Under the current process, manufacturers demonstrate safety and effectiveness through direct comparison testing with the predicate device. The guidance seeks to expand this to allow testing that shows that the new device meets the performance level of the existing device or established performance criteria. These criteria could be defined in FDA guidance or other consensus-based standards, or the agency will develop specific performance criteria based on one or more existing devices of the same type.

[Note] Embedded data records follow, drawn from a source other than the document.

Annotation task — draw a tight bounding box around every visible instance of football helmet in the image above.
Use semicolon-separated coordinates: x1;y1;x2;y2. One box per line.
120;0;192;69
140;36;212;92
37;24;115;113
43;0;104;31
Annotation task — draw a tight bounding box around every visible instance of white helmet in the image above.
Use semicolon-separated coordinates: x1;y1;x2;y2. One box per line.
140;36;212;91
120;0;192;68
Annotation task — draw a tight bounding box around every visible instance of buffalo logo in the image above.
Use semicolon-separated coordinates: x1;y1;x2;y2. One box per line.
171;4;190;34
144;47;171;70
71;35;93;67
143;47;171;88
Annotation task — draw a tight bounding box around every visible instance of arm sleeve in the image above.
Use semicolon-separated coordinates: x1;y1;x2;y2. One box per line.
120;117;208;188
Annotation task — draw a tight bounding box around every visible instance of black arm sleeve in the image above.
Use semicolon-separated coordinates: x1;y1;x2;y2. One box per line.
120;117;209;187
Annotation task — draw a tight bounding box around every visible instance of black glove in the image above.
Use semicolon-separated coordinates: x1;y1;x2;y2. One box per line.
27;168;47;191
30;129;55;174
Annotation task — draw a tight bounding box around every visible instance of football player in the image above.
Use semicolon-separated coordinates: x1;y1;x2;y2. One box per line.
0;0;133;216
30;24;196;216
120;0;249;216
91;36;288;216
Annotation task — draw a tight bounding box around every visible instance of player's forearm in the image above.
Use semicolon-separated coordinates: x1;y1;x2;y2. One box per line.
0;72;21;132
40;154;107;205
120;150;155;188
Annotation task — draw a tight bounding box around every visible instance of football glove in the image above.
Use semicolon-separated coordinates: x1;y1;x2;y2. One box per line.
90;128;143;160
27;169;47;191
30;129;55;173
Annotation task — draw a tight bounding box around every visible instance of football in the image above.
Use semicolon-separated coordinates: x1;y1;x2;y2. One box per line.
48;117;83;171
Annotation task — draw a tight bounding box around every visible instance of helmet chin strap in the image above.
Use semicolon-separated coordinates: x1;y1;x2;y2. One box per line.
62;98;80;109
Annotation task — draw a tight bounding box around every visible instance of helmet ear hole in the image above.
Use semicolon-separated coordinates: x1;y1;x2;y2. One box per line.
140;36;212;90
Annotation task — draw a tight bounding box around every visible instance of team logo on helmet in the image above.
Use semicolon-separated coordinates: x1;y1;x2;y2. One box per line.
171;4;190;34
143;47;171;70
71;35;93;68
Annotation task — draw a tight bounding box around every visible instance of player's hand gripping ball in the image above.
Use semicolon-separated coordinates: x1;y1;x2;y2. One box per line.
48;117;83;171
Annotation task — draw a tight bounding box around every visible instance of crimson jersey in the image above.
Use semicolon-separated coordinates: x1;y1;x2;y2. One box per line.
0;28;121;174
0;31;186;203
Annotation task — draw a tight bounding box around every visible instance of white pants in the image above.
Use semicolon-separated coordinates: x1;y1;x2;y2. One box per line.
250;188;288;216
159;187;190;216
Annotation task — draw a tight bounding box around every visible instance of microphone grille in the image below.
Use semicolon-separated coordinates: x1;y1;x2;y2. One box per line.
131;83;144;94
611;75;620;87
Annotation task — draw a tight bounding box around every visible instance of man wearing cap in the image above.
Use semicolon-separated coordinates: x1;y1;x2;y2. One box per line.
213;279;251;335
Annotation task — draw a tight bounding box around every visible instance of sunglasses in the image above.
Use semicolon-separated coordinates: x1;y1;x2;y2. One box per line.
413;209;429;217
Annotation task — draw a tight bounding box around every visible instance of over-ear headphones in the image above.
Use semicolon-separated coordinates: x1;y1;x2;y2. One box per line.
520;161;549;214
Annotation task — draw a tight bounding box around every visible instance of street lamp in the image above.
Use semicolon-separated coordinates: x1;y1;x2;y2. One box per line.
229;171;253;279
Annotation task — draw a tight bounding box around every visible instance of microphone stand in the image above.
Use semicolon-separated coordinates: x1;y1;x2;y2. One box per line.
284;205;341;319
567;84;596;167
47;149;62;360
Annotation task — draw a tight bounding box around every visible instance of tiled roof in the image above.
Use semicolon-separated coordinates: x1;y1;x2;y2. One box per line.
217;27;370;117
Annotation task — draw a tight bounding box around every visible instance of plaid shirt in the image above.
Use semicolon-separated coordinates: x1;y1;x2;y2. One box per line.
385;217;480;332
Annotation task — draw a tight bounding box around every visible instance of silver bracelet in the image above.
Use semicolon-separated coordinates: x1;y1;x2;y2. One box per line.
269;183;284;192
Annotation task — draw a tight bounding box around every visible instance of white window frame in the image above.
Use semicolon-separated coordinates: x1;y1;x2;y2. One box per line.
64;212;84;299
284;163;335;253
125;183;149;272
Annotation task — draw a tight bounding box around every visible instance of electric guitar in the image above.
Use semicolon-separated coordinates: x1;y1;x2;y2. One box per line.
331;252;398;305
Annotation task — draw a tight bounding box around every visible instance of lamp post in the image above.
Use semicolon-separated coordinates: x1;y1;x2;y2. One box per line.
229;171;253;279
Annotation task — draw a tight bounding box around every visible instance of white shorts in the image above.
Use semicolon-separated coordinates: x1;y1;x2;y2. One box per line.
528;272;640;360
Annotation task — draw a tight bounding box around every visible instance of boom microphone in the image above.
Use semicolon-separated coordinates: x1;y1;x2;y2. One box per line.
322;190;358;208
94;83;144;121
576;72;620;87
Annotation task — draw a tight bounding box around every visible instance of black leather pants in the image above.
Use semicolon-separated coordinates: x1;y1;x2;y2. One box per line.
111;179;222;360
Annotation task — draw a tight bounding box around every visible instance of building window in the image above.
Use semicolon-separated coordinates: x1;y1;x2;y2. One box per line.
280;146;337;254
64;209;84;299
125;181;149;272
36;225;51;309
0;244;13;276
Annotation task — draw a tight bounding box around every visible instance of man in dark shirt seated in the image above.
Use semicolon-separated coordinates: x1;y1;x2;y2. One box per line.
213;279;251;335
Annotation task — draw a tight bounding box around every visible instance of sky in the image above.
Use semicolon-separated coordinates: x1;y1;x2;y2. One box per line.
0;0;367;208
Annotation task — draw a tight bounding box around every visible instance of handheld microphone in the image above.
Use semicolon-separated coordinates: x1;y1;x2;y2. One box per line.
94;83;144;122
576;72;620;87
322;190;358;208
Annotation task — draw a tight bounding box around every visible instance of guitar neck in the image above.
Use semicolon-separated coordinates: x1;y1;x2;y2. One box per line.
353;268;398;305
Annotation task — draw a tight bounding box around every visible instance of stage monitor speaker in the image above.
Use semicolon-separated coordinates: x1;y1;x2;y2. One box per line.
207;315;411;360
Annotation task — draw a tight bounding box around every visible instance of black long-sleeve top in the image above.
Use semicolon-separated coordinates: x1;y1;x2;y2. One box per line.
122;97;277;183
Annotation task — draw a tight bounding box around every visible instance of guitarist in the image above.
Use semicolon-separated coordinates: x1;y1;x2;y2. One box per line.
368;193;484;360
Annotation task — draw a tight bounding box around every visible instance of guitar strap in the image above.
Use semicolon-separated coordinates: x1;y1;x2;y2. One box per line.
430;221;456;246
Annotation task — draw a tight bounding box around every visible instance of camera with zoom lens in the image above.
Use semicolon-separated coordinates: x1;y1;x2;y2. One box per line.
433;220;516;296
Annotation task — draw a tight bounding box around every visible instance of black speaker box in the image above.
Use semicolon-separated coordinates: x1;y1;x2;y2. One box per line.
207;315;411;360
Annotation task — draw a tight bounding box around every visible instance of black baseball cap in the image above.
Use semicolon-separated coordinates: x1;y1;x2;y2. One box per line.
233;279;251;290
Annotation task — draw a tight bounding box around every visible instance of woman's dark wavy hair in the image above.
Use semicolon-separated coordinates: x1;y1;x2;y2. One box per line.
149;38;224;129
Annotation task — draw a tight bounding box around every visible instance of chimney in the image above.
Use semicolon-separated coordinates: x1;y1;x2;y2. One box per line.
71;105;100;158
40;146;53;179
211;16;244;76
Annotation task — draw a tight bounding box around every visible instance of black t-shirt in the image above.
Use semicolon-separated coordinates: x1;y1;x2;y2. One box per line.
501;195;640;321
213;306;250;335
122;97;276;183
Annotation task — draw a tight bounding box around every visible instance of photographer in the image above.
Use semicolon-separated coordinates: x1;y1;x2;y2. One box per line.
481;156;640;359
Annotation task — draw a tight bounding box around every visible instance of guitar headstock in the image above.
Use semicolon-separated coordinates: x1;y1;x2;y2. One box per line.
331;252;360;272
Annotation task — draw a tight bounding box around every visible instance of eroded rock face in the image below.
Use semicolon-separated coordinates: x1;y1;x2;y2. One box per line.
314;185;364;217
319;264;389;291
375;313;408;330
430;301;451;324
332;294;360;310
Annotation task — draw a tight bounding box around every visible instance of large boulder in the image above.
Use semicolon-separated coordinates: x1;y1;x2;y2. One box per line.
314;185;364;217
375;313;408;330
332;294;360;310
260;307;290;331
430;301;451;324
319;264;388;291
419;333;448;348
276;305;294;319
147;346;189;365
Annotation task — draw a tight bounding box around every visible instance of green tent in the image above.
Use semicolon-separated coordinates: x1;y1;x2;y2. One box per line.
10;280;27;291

The guidance explains that the use of performance criteria would be appropriate only if the new device does not raise different safety and effectiveness issues from the predicate device, the criteria are in line with one or more legally marketed devices of the same type, and the new device meets all performance criteria.

The agency will provide more information on which types of devices would be appropriate to submit through this pathway, along with the performance criteria for each device type through guidance documents. It will still require manufacturers to identify an existing predicate device for the substantial equivalence analysis, and the current method of direct comparison will remain available.

When following an FDA-recognized standard, manufacturers will need to submit a declaration of conformity. When following performance criteria established by the agency, manufacturers must submit a summary of the testing data as well. If performance criteria do not rely on existing FDA standards, that data also must include the testing methodology and protocol that was used.